I showed that padstates can be drop dead easy, but doing it any other way, I would say, looks complex as hell at this point. Megatris I suspect will not be that difficult and I will write up a tutorial as I go, improve ESP8266 emulation in Uzem as I discover it's shortcomings during the development, and for any of this to work well I need Alec to add Tx buffer code
I will also need to finish a simple gameplay server for uzebox.net too, so I'm not saying this will happen overnight but it's my main focus. The general overview of how it will work is: each Uzebox will send the state of it's entire well(compressed) to the server as fast as possible, the server will send it to the other client. Now no matter you did you are looking at their well slightly in the past, that's internet gameplay, doesn't matter, think of them as separate threads. The server is just a data mediator but not the authority, the clients are trusted not to cheat.
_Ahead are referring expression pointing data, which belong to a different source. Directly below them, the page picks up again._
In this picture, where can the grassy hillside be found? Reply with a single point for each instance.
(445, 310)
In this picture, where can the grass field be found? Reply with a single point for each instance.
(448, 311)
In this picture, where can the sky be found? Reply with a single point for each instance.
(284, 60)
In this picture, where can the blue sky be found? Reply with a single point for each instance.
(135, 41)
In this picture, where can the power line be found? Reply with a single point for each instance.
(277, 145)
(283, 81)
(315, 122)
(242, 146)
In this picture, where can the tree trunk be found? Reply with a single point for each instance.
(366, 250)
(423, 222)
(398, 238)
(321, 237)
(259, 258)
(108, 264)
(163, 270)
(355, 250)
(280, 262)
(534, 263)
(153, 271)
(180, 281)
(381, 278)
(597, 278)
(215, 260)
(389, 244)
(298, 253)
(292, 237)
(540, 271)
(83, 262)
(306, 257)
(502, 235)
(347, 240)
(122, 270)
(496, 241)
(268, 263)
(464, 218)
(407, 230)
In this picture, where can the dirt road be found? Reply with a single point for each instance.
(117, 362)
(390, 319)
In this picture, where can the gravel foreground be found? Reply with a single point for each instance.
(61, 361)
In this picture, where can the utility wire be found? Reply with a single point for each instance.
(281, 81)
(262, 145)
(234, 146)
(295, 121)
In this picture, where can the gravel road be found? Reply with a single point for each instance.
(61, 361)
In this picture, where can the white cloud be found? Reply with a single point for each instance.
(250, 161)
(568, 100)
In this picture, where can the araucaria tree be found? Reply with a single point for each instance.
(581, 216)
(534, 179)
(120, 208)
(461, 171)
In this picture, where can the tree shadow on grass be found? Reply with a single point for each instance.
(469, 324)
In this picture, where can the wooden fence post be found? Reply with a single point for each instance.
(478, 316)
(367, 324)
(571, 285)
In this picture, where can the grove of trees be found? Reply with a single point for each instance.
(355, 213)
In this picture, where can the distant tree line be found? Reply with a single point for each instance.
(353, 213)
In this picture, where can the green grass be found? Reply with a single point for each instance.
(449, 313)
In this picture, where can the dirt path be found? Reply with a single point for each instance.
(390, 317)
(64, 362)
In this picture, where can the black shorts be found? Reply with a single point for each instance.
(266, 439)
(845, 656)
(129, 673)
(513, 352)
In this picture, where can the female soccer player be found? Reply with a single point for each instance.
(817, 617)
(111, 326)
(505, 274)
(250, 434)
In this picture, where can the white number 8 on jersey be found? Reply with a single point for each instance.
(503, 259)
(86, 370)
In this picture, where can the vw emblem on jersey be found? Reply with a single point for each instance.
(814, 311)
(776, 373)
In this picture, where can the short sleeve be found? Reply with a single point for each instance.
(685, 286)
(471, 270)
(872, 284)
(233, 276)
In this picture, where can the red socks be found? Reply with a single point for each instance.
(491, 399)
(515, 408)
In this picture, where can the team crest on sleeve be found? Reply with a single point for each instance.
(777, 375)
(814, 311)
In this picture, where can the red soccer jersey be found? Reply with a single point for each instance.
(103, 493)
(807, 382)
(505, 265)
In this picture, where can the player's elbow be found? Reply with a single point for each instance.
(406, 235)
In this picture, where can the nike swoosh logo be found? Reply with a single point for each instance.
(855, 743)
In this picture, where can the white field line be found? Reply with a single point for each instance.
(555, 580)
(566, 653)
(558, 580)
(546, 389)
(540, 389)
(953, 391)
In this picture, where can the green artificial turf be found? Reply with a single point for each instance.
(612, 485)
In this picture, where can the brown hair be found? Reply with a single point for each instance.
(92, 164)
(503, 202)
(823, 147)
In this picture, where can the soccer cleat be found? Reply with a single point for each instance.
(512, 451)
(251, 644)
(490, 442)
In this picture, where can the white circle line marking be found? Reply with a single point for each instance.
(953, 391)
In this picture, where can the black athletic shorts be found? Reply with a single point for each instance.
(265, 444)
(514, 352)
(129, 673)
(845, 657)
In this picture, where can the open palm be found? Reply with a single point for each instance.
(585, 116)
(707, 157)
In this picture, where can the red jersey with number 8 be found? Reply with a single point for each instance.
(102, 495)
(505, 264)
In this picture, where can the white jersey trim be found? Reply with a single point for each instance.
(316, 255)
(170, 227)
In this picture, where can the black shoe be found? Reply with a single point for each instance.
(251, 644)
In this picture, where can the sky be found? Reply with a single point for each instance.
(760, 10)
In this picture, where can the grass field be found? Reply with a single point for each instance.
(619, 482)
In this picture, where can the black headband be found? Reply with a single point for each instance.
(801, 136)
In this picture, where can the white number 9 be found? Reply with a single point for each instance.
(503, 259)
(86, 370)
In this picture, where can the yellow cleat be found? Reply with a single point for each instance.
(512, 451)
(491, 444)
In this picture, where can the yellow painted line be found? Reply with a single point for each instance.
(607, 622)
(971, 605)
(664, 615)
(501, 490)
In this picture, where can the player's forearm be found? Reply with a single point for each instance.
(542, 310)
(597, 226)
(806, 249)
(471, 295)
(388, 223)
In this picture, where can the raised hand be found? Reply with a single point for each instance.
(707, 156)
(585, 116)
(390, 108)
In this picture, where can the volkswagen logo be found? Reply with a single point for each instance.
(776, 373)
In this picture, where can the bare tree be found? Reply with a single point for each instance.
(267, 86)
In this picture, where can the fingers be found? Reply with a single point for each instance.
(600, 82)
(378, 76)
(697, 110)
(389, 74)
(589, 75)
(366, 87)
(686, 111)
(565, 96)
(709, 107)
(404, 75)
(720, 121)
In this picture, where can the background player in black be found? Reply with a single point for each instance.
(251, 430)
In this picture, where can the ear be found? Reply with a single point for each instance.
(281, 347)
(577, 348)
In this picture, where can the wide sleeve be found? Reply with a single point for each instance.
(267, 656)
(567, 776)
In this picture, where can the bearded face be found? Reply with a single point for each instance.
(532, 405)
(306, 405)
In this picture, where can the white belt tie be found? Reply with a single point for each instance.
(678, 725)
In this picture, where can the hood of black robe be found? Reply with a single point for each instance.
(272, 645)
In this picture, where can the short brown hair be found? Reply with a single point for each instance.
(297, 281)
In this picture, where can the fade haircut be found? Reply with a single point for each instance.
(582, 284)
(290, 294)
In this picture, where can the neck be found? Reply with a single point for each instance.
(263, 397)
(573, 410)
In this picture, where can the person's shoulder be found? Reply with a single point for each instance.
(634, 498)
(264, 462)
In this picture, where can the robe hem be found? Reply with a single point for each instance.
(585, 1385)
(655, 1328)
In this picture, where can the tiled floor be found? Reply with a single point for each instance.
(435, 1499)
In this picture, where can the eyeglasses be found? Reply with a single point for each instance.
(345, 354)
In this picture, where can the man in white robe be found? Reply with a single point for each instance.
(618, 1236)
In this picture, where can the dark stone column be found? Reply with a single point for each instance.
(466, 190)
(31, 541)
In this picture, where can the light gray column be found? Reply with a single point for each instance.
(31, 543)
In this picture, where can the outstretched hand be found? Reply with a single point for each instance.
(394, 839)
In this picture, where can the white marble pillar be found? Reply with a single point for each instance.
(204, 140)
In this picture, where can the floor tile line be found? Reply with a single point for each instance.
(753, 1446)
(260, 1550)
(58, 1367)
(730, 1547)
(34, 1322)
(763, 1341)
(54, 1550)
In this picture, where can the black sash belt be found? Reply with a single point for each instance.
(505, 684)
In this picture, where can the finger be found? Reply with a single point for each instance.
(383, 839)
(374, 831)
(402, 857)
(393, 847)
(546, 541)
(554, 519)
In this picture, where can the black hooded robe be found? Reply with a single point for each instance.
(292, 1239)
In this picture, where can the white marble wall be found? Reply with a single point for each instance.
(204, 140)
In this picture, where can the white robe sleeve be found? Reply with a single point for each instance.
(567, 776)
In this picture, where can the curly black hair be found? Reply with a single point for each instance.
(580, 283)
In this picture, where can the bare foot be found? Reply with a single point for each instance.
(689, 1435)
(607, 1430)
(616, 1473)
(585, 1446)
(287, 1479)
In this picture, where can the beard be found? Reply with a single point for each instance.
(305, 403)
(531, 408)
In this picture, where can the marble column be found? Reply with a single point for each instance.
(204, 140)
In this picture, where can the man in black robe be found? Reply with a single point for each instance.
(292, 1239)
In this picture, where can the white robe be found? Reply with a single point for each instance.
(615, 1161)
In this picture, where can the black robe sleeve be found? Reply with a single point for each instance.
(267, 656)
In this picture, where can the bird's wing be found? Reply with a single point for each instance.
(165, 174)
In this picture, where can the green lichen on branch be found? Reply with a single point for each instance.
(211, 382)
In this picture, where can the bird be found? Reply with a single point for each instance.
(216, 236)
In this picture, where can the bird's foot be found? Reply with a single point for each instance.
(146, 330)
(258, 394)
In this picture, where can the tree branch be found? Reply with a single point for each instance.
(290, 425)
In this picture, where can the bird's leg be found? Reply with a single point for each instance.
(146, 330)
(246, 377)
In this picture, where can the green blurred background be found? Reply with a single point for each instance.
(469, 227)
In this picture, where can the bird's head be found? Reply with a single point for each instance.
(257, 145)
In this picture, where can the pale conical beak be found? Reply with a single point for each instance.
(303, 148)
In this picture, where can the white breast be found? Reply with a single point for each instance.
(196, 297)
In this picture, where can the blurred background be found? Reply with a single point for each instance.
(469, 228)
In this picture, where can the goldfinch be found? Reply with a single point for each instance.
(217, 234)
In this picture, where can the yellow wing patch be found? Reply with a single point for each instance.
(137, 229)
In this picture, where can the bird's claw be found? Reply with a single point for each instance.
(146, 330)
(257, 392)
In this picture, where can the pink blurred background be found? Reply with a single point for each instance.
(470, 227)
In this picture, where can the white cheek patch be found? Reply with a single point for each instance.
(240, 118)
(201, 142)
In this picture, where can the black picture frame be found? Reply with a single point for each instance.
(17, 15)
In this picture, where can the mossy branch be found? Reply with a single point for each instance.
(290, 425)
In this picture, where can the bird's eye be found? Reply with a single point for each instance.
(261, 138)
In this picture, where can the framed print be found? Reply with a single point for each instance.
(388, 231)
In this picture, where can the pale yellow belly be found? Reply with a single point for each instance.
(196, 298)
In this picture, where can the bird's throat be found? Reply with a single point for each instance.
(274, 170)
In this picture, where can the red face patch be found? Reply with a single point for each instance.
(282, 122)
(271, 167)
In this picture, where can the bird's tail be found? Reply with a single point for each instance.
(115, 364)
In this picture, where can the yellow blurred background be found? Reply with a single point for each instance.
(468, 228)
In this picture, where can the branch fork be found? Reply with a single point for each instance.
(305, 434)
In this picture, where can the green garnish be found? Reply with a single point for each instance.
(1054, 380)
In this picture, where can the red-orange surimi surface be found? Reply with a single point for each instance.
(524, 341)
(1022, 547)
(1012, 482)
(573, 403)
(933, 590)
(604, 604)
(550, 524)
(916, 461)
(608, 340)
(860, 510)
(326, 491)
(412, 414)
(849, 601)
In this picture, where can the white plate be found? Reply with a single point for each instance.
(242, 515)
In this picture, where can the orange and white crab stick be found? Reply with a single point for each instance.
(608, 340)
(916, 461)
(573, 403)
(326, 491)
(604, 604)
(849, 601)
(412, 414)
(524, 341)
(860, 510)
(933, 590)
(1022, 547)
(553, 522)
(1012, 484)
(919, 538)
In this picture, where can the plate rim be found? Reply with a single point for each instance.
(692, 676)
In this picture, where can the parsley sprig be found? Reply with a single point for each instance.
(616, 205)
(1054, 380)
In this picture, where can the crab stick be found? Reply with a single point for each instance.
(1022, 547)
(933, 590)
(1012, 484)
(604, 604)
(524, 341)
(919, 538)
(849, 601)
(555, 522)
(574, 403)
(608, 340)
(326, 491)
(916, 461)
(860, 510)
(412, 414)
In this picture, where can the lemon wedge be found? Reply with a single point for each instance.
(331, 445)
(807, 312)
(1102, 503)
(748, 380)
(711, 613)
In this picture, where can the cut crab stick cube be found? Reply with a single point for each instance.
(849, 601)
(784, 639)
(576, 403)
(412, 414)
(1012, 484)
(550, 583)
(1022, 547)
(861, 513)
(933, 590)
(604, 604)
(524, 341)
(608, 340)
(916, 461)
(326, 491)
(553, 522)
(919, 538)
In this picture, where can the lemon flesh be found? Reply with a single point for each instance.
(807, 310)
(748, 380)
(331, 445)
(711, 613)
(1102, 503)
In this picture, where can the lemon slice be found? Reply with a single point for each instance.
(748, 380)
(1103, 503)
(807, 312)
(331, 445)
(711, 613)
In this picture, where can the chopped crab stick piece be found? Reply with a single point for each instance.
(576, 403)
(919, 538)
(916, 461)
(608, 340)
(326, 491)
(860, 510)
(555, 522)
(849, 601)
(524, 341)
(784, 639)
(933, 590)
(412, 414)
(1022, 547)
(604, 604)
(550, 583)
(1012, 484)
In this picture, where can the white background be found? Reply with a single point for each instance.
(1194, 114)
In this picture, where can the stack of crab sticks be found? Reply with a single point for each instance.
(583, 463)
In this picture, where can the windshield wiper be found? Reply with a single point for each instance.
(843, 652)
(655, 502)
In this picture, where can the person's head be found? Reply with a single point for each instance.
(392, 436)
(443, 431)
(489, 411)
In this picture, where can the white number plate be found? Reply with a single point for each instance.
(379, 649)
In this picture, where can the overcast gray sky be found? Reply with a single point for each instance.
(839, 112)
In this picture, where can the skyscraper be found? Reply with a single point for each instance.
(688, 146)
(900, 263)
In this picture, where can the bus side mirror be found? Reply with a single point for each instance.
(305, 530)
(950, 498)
The only time we need calculate "what happened first" happens to be the only way players really interact with each other: when garbage is sent over. You could get picky and calculate dead reckoning into the past to determine if garbage should have been in their well, before they finished planting a piece(that finished a line), that, depending on which happened first, would have caused a game over by filling the well or to have enough space left by clearing....yeah, screw all that stuff
. When the client hears about the garbage you sent, he will add it to his well and from there you will see the garbage in his well appear, since he's constantly sending you well states as fast as possible anyways. It would be only an extremely rare situation where that would make a real difference, and in that case latency plays no favorites. Play with lower ping people if you are that much of a purist
Besides that general concept I know will work, the details aren't too radical. Since well states come rapidly and we only care about the newest available, use UDP packets with a time stamp. On receiving packets, discard any data older than what we already know about(packets out of order) since it's worthless. There must be a way to send reliable messages over UDP, so make a message ID/acknowledge system....no, forget that too
. There is no cost to having multiple connections open on the 8266 and conveniently we can automatically have well state and message states separated. One connection is UDP for latency sensitive well data, the other one is TCP so we don't need to waste code space for a reliable message system for garbage. Let the module do all that work in it's TCP/IP stack. A well is 10*20 and there are 8 possible states for each 1(empty,color1,color2,etc) so 3 bits per space. We can send a compressed well state easily using only (10*20*8)/3 = 534 bits = 67 bytes @ 38400 baud = ~60 network frames a second: it should be silky smooth on even mediocre internet connections.